Onrustig ben ik, druk en gestrest. Moe ben ik, gapend en slapend. Ambities heb ik, doen en dromend.
Zonder dat ze het zelf door heeft, leren mijn dochter en ik veel van elkaar. Ik leer haar zeggen ‘appel’ en ‘bal’, zij leert me om er met plezier naar te kijken. Ik leer haar drinken uit een beker, zij leert mij om geduldig te wachten tot ze het opheeft. Ik pak haar hand als we gaan wandelen, zij leidt me naar momenten van geluk.

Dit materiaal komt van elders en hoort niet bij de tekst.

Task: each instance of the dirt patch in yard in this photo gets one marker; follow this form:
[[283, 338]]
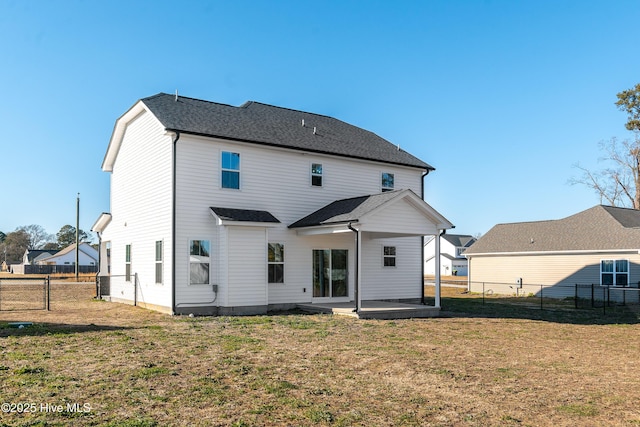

Stralend laat mijn dochter me zien dat ze bekers kan stapelen. Gierend van de lach rent ze door de kamer, genietend van het moment, van haar vrijheid en haar kunnen. Ze is niet bezig met toekomst en later, ze beleeft elke dag als een vol geschenk en een uniek moment. Elke ochtend staat ze lachend op en stralen haar ogen als ze uit bed mag. Elke ochtend eet ze met volle overgave haar ontbijt. Elke avond valt ze tevreden in slaap, toegezongen en toegedekt.
Mijn dochter leert me dat elke dag een nieuwe dag is. Ze leert me dat opstaan met een lach je dag een beetje leuker maakt en als ze op haar eten kauwt ben ik dankbaar voor het dagelijks brood. Ze leert me dat ik ’s avonds tevreden kan gaan slapen en dat na een lange nacht Gods zon me vrolijk toe straalt.
Mijn dochter laat me zien wat het is om geborgen te zijn. Als ze schuilt in mijn armen en haar duim in haar mond steekt, als ze haar hoofdje neerlegt op mijn schouder, als ze ’s avonds dicht tegen me aan op de bank kruipt. Ze komt tot rust, mijn armen zijn haar veilige haven en mama’s kus doet tranen drogen.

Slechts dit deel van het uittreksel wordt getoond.